Q. How does Pointivo fit the Tech Square Ventures’ portfolio strategy?
Patton: “We do seed and early stage investing, which means everything from founding commercialization projects like this to early-stage investments in companies with traction. We invest in three types of companies: information technology, Internet of Things, and university spinouts. I like meeting the inventor or entrepreneur even before it’s a company or as it is becoming a company. It takes a lot of work but once you get to that point, it shows why we love this method. It’s why we could attract an experienced successful entrepreneur and leader like Dan to build Pointivo. We want to do more of these and also do more traditional seed and early-stage investments across the Southeast.”
Q. What made this an exciting opportunity for you, Blake?

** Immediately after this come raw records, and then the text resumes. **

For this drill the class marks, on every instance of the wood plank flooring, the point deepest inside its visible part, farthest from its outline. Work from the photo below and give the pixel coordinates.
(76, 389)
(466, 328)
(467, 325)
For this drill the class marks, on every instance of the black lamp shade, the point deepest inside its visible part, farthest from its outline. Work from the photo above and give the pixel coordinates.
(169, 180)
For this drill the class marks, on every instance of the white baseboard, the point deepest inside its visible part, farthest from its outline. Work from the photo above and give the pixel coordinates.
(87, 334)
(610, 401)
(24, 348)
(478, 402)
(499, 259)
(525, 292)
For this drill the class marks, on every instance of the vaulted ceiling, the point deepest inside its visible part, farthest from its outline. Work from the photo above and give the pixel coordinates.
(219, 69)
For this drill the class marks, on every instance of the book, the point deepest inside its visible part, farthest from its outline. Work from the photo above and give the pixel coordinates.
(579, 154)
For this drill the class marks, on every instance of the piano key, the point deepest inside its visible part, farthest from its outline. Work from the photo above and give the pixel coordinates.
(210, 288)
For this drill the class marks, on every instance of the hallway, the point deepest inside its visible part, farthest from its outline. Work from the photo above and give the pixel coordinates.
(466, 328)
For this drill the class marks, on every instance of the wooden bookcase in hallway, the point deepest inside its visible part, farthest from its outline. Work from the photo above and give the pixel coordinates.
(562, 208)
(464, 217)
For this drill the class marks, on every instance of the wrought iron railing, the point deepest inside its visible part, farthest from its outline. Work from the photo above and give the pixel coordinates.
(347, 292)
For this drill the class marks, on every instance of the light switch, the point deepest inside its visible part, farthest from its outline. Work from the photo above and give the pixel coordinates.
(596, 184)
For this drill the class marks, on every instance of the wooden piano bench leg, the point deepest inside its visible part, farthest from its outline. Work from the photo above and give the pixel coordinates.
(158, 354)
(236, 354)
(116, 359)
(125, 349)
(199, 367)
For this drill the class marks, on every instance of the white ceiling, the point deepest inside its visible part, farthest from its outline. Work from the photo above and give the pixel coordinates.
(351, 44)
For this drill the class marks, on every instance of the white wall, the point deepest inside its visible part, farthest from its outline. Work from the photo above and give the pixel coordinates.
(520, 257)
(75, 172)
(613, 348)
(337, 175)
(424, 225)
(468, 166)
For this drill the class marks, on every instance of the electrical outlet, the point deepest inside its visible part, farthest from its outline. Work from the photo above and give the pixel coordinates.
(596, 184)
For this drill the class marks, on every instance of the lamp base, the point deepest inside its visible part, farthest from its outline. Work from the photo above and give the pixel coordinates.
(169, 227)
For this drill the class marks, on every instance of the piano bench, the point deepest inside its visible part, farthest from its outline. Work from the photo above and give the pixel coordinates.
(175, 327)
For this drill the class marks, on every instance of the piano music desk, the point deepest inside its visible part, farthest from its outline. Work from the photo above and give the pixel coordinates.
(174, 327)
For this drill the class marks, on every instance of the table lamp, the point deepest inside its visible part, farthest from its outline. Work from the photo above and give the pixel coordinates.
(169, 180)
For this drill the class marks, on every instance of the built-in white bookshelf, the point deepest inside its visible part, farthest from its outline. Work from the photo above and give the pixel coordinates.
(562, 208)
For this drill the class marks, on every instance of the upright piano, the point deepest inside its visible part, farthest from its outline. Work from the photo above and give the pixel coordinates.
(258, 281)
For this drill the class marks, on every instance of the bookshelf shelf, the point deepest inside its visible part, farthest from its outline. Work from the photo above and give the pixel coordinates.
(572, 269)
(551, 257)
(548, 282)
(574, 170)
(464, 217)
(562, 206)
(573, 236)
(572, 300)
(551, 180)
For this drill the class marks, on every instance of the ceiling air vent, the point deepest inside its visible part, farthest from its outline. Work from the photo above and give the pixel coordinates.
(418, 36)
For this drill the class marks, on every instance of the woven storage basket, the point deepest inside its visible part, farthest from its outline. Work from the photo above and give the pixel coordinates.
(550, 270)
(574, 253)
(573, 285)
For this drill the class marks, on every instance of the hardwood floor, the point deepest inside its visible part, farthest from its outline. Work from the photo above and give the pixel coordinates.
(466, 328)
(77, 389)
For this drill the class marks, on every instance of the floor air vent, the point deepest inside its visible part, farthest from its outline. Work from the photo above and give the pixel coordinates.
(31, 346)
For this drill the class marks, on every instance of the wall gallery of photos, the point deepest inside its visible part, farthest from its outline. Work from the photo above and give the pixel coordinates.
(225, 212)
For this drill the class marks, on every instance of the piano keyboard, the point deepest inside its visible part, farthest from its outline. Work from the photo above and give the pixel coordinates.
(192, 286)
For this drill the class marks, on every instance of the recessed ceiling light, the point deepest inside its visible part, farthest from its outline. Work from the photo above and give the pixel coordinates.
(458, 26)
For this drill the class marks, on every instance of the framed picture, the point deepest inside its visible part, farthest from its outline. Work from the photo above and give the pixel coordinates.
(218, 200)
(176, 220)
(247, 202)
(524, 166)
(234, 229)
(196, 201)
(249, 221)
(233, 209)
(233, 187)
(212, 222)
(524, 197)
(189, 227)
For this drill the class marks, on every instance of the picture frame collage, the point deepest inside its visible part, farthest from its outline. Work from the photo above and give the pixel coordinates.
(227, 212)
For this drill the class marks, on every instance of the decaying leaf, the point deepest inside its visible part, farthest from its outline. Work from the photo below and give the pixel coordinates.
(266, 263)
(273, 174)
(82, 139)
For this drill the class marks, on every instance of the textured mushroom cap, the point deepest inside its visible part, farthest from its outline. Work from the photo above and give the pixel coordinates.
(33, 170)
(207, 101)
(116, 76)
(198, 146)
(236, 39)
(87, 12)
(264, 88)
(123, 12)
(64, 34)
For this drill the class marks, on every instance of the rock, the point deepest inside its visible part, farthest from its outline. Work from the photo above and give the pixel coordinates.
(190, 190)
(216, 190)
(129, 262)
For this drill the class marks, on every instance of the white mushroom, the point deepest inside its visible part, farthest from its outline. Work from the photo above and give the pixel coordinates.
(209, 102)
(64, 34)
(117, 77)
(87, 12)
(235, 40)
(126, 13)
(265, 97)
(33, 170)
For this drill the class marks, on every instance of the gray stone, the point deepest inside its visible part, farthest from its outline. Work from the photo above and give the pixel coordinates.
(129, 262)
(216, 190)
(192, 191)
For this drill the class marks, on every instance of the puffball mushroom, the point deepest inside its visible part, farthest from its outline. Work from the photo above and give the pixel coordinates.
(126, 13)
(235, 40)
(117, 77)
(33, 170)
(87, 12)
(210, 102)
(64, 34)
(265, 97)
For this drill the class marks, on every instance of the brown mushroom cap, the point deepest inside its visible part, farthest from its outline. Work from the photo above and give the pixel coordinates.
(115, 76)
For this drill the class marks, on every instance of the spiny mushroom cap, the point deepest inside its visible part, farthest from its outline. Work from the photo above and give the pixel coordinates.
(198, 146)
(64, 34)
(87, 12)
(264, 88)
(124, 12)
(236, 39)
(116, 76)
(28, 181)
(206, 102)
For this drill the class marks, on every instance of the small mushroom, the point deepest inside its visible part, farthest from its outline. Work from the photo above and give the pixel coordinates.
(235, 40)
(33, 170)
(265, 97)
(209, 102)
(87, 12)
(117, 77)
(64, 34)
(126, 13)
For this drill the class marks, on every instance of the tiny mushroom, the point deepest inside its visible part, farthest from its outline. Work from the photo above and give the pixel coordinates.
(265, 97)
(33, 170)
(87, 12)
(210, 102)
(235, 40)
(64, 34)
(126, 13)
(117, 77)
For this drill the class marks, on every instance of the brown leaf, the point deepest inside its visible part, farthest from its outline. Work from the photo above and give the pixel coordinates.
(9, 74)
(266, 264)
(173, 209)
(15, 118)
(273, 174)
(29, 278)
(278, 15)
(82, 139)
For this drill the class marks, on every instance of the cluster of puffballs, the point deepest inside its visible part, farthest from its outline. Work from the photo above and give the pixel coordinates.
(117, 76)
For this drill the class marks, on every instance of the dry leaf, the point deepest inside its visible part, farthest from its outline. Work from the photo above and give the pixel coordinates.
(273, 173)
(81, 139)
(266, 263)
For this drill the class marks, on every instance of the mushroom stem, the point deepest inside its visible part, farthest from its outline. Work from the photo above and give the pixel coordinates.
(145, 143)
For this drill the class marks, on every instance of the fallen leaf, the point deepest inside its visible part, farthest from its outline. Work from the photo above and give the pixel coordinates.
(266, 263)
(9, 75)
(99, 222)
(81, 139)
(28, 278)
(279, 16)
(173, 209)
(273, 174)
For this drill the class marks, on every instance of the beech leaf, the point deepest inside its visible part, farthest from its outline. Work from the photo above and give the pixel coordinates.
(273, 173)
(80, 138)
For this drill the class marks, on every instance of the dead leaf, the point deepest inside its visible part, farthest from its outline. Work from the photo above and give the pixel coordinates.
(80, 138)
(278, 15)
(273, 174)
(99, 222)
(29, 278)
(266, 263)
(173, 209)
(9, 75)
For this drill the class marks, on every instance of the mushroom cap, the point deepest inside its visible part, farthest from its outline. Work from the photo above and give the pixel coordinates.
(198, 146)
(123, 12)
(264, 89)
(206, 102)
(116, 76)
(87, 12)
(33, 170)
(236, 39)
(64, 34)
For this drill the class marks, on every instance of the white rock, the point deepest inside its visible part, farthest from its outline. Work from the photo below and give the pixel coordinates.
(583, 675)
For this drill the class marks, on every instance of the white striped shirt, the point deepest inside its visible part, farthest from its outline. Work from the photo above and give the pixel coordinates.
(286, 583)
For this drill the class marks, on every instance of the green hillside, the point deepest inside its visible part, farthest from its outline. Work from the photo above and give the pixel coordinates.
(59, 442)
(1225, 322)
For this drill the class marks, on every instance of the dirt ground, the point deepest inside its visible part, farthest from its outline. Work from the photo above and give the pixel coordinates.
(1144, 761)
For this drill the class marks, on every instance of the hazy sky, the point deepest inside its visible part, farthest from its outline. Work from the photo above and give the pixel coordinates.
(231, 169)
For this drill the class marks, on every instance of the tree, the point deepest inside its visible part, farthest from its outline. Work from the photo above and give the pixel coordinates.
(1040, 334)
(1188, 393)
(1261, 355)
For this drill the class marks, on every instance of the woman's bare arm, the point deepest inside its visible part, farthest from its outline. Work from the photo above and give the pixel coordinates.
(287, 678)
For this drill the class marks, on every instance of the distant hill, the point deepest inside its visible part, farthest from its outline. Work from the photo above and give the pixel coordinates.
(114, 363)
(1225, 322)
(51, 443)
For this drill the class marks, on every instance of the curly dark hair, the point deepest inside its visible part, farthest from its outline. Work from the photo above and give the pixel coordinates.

Patton: “What I loved since day one is the power of all the potential disruptive applications that could come out of this innovation. Habib came into this from the building construction viewpoint and it’s easy to see the efficiency that it provides. But, as you get out and talk to people in the space you realize they have even bigger visions. When they’re constructing a building, they want to be able to see through the walls, they want to be able to capture that progress and information in different ways. There’s no reason that we have to use a tape measure when we have this powerful tool right at our fingertips. What made me really want to move forward was that when I looked at it, Pointivo has all the things that I look for as an investor: it has amazing technology, an attractive market opportunity and competitive advantage, and most importantly, great people to build and develop the company.”